23 Esta noche, se me apareció un ángel del Dios al que yo pertenezco y al que sirvo,
24 y me dijo: «No temas, Pablo. Tú debes comparecer ante el Emperador y Dios te concede la vida de todos los que navegan contigo».
25 Por eso, amigos, tengan valor. Yo confío que Dios cumplirá lo que me ha dicho.
26 Pero tendremos que encallar contra una isla».
27 En la decimocuarta noche, todavía íbamos a la deriva por el Adriático, cuando hacia la medianoche, los marineros presintieron la cercanía de tierra firme.
28 Echaron la sonda al mar y comprobaron que había una profundidad de alrededor de unos treinta y seis metros. Un poco más adelante, la echaron de nuevo y vieron que había unos veintisiete metros.
29 Temiendo que fuéramos a chocar contra unos escollos, soltaron cuatro anclas por la popa, esperando ansiosamente que amaneciera.
30 Los marineros intentaron escaparse del barco, arrojando al mar el bote salvavidas, con el pretexto de soltar las anclas de proa.
31 Pero Pablo dijo al centurión y a los soldados: «Si esos marineros no permanecen a bordo, ustedes no podrán salvarse».
32 Entonces los soldados cortaron las amarras del bote y lo dejaron caer.
33 Mientras esperábamos que amaneciera, Pablo recomendó a todos que comieran algo, diciéndoles: «Hace catorce días que están a la expectativa, sin comer nada.

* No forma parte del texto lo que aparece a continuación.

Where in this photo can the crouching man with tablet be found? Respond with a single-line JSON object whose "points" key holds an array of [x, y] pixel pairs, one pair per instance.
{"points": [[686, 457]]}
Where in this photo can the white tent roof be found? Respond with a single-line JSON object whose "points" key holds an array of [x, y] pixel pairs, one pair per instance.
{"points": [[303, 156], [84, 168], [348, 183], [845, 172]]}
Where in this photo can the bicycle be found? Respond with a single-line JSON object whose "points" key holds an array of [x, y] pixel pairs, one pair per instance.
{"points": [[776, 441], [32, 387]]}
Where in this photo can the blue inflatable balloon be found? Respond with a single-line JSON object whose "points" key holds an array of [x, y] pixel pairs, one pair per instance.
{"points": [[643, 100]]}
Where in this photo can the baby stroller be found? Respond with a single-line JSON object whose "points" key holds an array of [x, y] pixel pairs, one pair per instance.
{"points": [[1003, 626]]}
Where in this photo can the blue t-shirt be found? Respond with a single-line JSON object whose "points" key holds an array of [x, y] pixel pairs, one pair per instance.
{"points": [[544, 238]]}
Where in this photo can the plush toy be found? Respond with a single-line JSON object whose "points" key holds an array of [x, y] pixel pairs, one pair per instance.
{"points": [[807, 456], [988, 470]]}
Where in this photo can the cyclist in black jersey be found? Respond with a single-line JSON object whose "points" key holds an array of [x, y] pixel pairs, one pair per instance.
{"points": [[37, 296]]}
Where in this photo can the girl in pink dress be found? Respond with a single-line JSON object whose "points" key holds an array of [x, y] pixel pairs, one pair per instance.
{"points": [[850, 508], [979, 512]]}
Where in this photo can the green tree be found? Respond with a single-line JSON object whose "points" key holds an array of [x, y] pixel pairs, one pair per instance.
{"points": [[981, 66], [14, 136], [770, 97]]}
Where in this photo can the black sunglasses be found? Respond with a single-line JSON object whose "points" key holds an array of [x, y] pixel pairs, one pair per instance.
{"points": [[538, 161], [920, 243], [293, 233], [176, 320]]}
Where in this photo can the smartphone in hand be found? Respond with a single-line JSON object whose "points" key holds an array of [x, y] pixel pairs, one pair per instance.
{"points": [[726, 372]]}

34 Les aconsejo que coman algo, porque están exponiendo su salud. Nadie perderá un solo cabello de su cabeza».
35 Después que dijo esto, tomó pan, dio gracias a Dios delante de todos, lo partió y se puso a comer.
36 Los demás se animaron y también comenzaron a comer.
37 Eramos en total doscientas setenta y seis personas a bordo.
38 Una vez satisfechos, comenzaron a aligerar el barco tirando el trigo al mar.
39 Cuando amaneció, los marineros no reconocieron la costa; sólo distinguían una bahía con una playa, e hicieron lo posible para llevar la nave en esa dirección.
40 Desataron las anclas y las dejaron caer al mar; al mismo tiempo, aflojaron las amarras de los timones. Después desplegaron al viento la vela artimón y enfilaron hacia la playa.
41 Pero chocaron contra un banco de arena y quedó inmóvil, mientras que la popa se deshacía por la violencia de las olas.
42 Entonces los soldados decidieron matar a los prisioneros, por temor de que alguno se escapara a nado.
43 Pero, el centurión, que quería salvar a Pablo, impidió que lo hicieran, y ordenó que primero se tiraran al mar los que sabían nadar para llegar a tierra.
44 Los demás, lo harían valiéndose de tablas o de los restos del navío. Así todos llegaron a tierra sanos y salvos.